**Problem**: (2001 AIME1 - #3) Find the sum of the roots of the polynomial $x^{2001} + \left(\frac{1}{2} - x\right)^{2001}$. [Source: http://www.kalva.demon.co.uk/aime/aime01a.html]

**Solution**: So this isn't really brute force as the post title suggests, but it was a funny play on words so yeah.

We remember back here we used the one and only Vieta's Formulas, and we can do so again.

So let's check the biggest power, $2001$. We get coefficients of 1 from the first term and -1 from the second. But wait, that gives us $1+(-1) = 0$ as the coefficient of $x^{2001}$. What now?
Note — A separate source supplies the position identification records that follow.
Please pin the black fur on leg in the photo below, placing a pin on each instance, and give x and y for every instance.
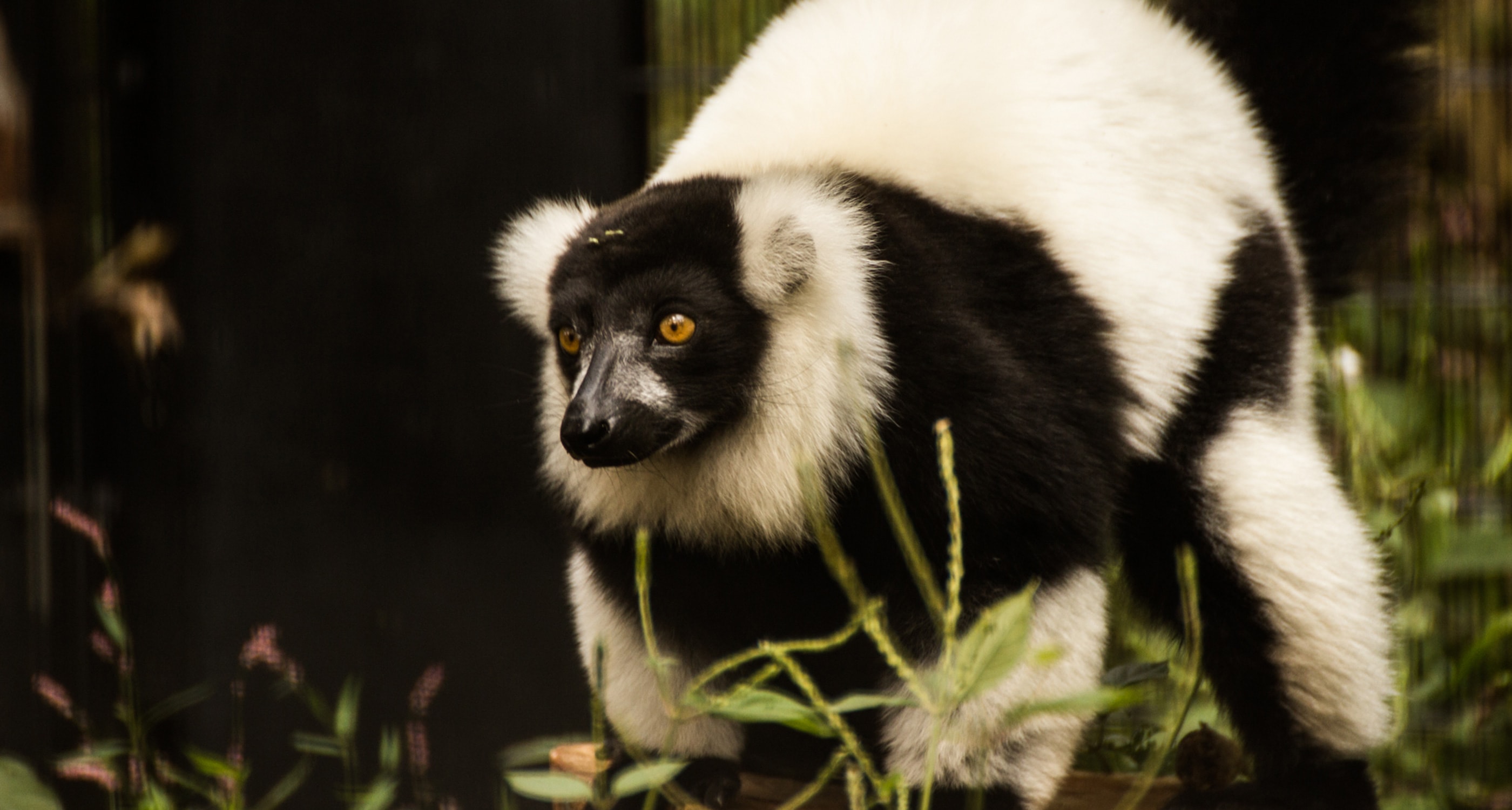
(711, 782)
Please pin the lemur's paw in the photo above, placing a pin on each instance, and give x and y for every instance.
(711, 782)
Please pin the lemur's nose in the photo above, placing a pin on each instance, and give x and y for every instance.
(584, 430)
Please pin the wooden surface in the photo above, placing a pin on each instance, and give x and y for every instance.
(1078, 792)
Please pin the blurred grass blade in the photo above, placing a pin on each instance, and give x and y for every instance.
(176, 703)
(286, 786)
(1095, 701)
(1501, 458)
(389, 748)
(103, 750)
(768, 706)
(20, 789)
(1491, 638)
(1130, 674)
(111, 622)
(536, 752)
(345, 720)
(548, 786)
(994, 644)
(321, 746)
(639, 779)
(858, 701)
(212, 765)
(379, 795)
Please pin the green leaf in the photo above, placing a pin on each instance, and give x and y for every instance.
(379, 795)
(321, 746)
(103, 752)
(768, 706)
(286, 786)
(212, 765)
(1130, 674)
(345, 720)
(536, 752)
(858, 701)
(994, 644)
(1095, 701)
(20, 789)
(176, 703)
(639, 779)
(112, 625)
(548, 786)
In case you haven't figured out, the polynomial is actually of degree $2000$ instead, so we need to coefficients on $x^{2000}$ and $x^{1999}$. Expanding using the Binomial Theorem, we get

$ 2001C2000 \left(\frac{1}{2}\right)x^{2000} - 2001C1999 \left(\frac{1}{2}\right)^2x^{1999} = \frac{2001}{2}x^{2000}-(2001)(250)x^{1999}$,

which by Vieta's Formulas yields $ \frac{(2001)(250)}{\frac{2001}{2}} = 500 $ as the desired answer. QED.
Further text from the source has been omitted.